Endometriosis is now considered more common than diabetes or asthma, according to Endo Help Australia CEO Kat Stanley.
“The most recent data shows that one in seven women have endometriosis,” Stanley told Dscribe.
Historically under-recognised, endometriosis is a chronic disease that can affect every aspect of a woman’s life and can lead to reduced participation at work, school and social activities.
Common misconceptions about endometriosis have led to delayed diagnoses among many young Australian women.
“Because of the stigma wrapped around it, there’s a diagnosis delay of up to four to six years” Stanley said.
A recent survey conducted by the Victorian state Labor Government concluded that half of all women are impacted by issues related to periods, pregnancy or conditions such as endometriosis. The study found that one in three said they’d experienced insensitive or disrespectful medical practitioners, who left them feeling dismissed and unheard.

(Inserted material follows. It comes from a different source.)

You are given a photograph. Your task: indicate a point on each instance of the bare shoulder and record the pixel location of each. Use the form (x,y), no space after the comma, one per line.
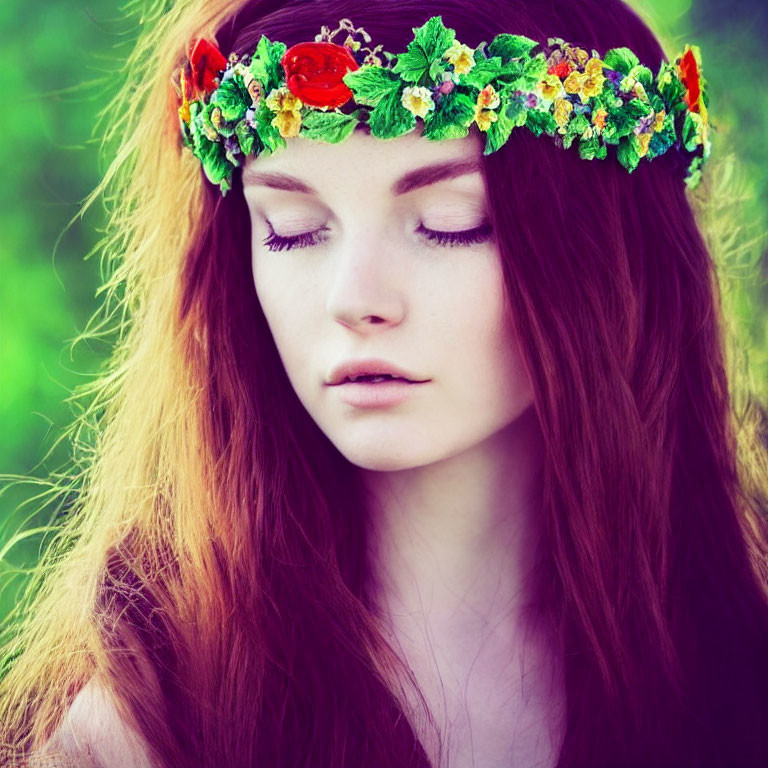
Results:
(93,734)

Endo Help Australia is an organisation that aims to educate and empower, in order to bring awareness to the issues surrounding endometriosis.
The Federal Government’s 2024 Endometriosis Progress Report outlines the Endometriosis Support Budget within the health sector. The findings of that report detail that $17.4 million is being used to open 22 specialised Endometriosis and Pelvic Pain GP clinics, in order to focus on offering treatment and improving the delay of diagnosis within the women’s health sector.
The report highlights the Federal Government’s national action plan for endometriosis up to 2026.
According to the Australian Institute of Health and Welfare summary report , women with the disorder each spent an average of $30,900 on costs in 2017.
In 2024, these expenses have not improved, and continue to put a financial burden on endometriosis sufferers.
“It costs the Australian economy $7.4 billion a year,” Stanley said.
One of the largest non-government researchers of the chronic condition, Endometriosis Australia suggests one million Australians live with endometriosis.
Twenty-three year old Miora Trainor is one of the many Australians living with the condition.
She was diagnosed with Endometriosis when she was 21, two years after first seeking help from health professionals.
“I was very lucky, in getting my diagnosis. I was taken pretty seriously from the get-go, which I know is not the experience of the majority of people with endometriosis” she said.
Trainor described her experience living with the chronic condition.
“Waking up some mornings having extreme cramps or nausea or headaches, my immune system is a lot weaker as well because it fights the growth of the endometriosis” she said.
“I get sick quite quickly and quite often as well, and quite badly, which also in the long run affects my everyday life.”
The Women’s Pain Enquiry aims to ask Victorian women and girls to share their personal experiences with pain. The enquiry’s objective is to help identify how to improve treatment and services for pain conditions, such as endometriosis.
Victorians can participate by making a submission before July 31.